A Michigan city council candidate merited shock and ire when she said she wants to keep a local town as white as possible. Jean Cramer made headlines over the weekend when she was posed a question by a moderator on diversifying Marysville, which is reportedly 95% white.
“My suggestion, recommendation: Keep Marysville a white community as much as possible,” Cramer said.
Her statement was recorded by WPHM radio in which gasps can be heard from those in attendance and fellow candidates. However, the reactions didn’t stop Cramer from doubling down on her statement.

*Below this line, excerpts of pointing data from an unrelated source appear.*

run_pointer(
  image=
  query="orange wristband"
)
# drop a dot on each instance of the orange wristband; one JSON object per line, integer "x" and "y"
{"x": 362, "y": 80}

“Seriously, in other words, no foreign-born, no foreign people because of what, in our past, we’ve experienced it’s better to have … simply American-born. Put it that way and no foreigners. No.”
The 67-year-old was asked by a Port Huron Times Herald reporter to respond to criticisms from Mayor Kathy Hayman who has biracial grandchildren and a black son-in-law. Cramer, however, didn’t back down and went as far as to call Hayman’s family “wrong.”
“How can I put this? What Kathy Hayman doesn’t know is that her family is in the wrong,” she said. “(A) husband and wife need to be the same race. Same thing with kids. That’s how it’s been from the beginning of, how can I say, when God created the heaven and the earth. He created Adam and Eve at the same time. But as far as me being against blacks, no I’m not,” Cramer said.
It took Hayman a bit to get her bearings, but she later responded to Cramer insensitive comments.
“My son-in-law is a black man and I have biracial grandchildren,” Hayman continued. “And I take this very personally what you’ve said, and I know that there’s nothing I can say that’s going to change your mind. … We just need to have more kindness — that’s it.”
Another candidate, Mike Deising, was just as flabbergasted as the mayor and other candidates.
“Just checking the calendar here and making sure it’s still 2019,” Deising said. “Yeah, I thought we covered civil rights about 50 years ago.”